Another myth he tries to debunk is that "Editing SP's is a breeze with Query Analyzer". Query Analyzer - that's so SQL Server 2000. Seriously, though, there are a number of fine code editors that allow you to edit SPs with ease. Query Analyzer is not at the top of that list, however. I will say that when you write T-SQL you should use a code editor that is meant for T-SQL, for the same reasons that when you write C#, you want to use a code editor meant for C#. Again, no winner here, so the score remains: SP 0, Ad-hoc 0.
He addresses another statement that is supposedly made in defense of SPs: "Ad-hoc queries are a nightmare to maintain, as they are spread all over your code". Again, either one is easy to maintain, with the right tools. We are still scoreless: SP 0, Ad-hoc 0.
It just so happens that I agree with many of his points. And there are other objective and subjective points on topics such as organization, maintenance, design, and so on, which one could argue for either SPs or ad-hoc queries equally so. Don't get me wrong, however, as I believe that using ad-hoc queries when you could have used stored procedures is simply wrong.
And so I will address Will's last point (actually, it was his second point) that is repeatedly misrepresented: "Stored Procedures are safe against SQL injection attacks; ad-hoc queries are not".
Ad-hoc queries prevent SQL Injection attacks as well as SPs do. Any claim otherwise would be wrong. But that's not the issue. The problem is that ad-hoc queries require that you expose the underlying objects of the database. In order to use ad-hoc queries, you must allow direct access for select, insert, update, and delete operations to the tables in the database.

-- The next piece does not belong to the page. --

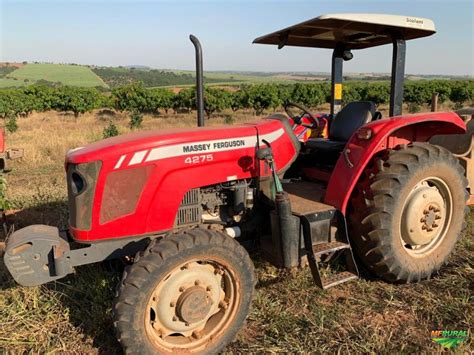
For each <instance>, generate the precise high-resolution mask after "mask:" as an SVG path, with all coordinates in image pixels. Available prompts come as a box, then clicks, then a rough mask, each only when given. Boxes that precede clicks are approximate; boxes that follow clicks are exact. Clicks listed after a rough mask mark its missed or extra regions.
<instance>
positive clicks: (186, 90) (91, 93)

Although I know most experienced developers would only write ad-hoc/parameterized queries against the underlying data, at a later date, some disgruntled or inexperienced developer may write dynamic SQL instead (I have seen it happen), and expose the database to SQL injection attacks (which I have also seen in production systems), including exposure to such awful actions as...
-- Can you say Identity Theft?
SELECT FirstName, LastName, ZIP, CreditCardNumber, CreditCardType, CreditCardExpoiration, CVV
-- Do we really need all those customers?
...or even worse...
-- NEVER EVER DO THIS, PLEASE
-- This will execute a DELETE against all tables
EXEC sp_MSforeachtable 'DELETE ?'
...or even, even worse (assuming the SQL login has elevated permissions - which many apps do)...
-- NEVER EVER DO THIS, PLEASE
-- This will drop all tables from the database
EXEC sp_MSforeachtable 'DROP TABLE ?'
...and so although your ad-hoc query code won't allow SQL injection, some other programmer's dynamic SQL will. Assuming you've correctly secured your database, this doesn't happen with stored procedures since you do not have to expose any of the underlying tables (because of a little something known as chain of ownership).
Of course, you could completely self-destruct any security benefits by creating a SP such as this one:
-- NEVER EVER DO THIS, PLEASE, I beg of you...
CREATE PROC prExecuteSql (@sql VARCHAR(MAX))
WITH EXECUTE AS dbo
As you can see, SPs aren't fool proof, but you can mitigate your risk by having an employee or a consultant who knows what they are doing in the database.
Yes, there are some applications will not require the extra security, or other factors may simply prevent you from using stored procedures, and so using ad-hoc SQL is a viable option in those cases. But I believe that security should be at the top of your important-things-for-your-application list, and alas, ad-hoc queries require you to unnecessarily expose your database objects, which will more than likely lead to problems down the road. You can argue any other point and there are no clear winners, but when it comes to security, ad-hoc loses. If you want to a more secure database, you need to be using SPs.
And so, the final score (well, for now anyways): SP 1, Ad-hoc 0.